Testing & QA - Auto-generated unit tests, data-quality expectations, and synthetic test data via GenAI.
Deploy & Operate - Automated CI/CD and Asset Bundles, AI-driven job tuning, anomaly detection, and self-healing pipelines.
Consume & Insights - Natural-language BI, GenAI assistants, and forecasting on curated supply chain data products.
Must-Have Skills & Experience:
Experience: 10+ years in data engineering / architecture, with hands-on enterprise-scale platform delivery.
Domain: Strong supply chain understanding — plan, source, make, deliver, return.
Platforms: Databricks, Lakehouse / cloud data platforms (Azure, AWS, or Google Cloud Platform).
Modeling: Dimensional modeling, Data Vault, medallion architecture, and data product design.
Engineering: PySpark, SQL, Delta Live Tables, streaming and batch ingestion, CI/CD, and IaC (Terraform / Asset Bundles).
AI / ML: Practical experience with GenAI, LLMs, RAG, vector search, MLOps, and feature stores.
AI-Accelerated Delivery: Demonstrated use of copilots and agents to compress discovery, build, test, and operate cycles.

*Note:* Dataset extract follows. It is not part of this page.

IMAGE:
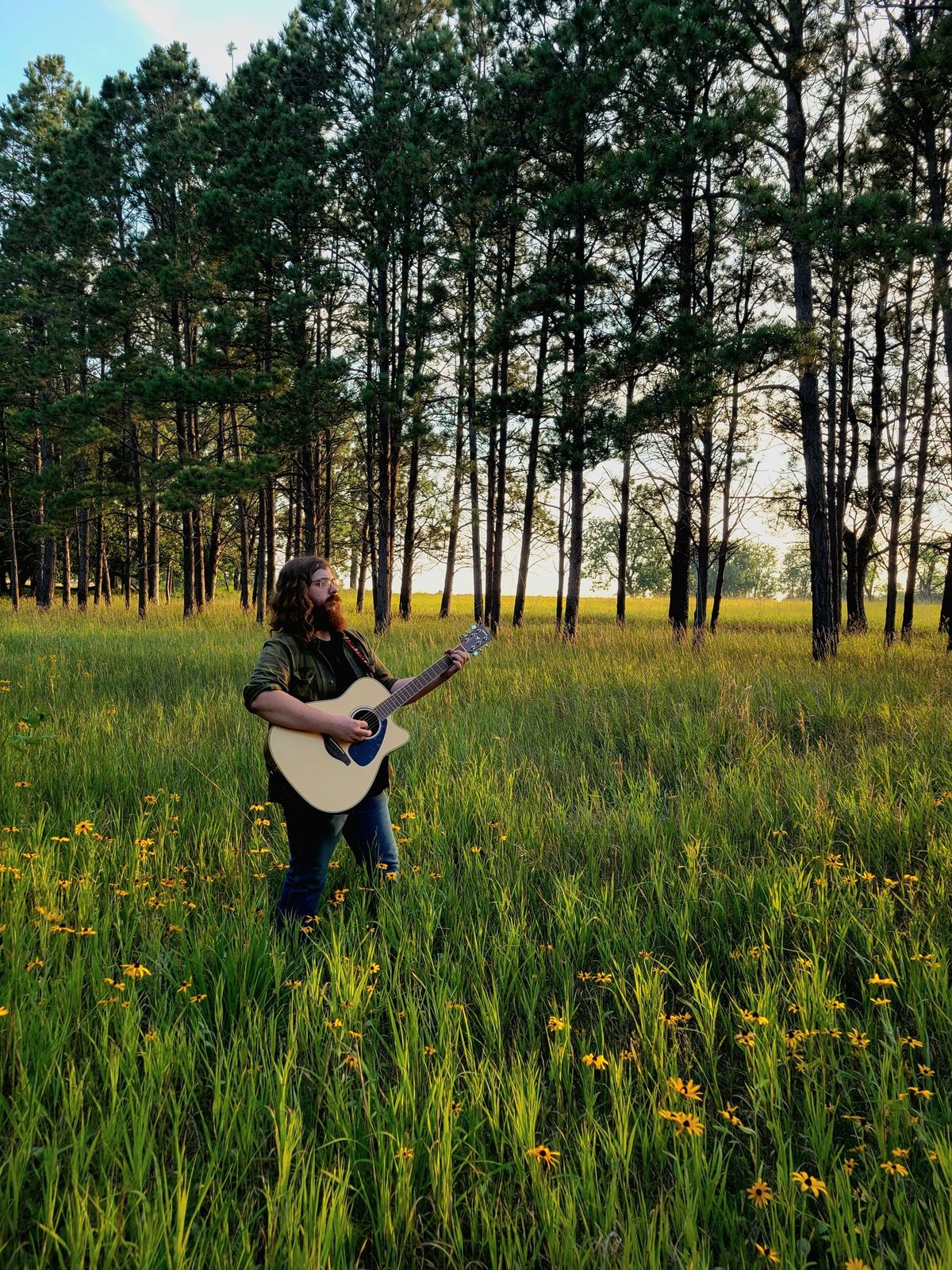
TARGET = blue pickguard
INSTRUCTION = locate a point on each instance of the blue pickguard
(366, 751)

Governance: Unity Catalog or equivalent — lineage, access control, PII handling.
Leadership: Sets architectural vision, mentors teams, and engages confidently with business stakeholders.
Nice to Have:
Prior experience building a greenfield enterprise data platform end to end.
Exposure to SAP, Oracle EBS, or similar large-scale ERPs in a supply chain context.
Experience deploying AI agents or assistants on top of curated data products.
Expected Outcome:
A unified, AI-native supply chain data platform — designed from scratch, delivered faster through AI-accelerated SDLC practices, and governed by default.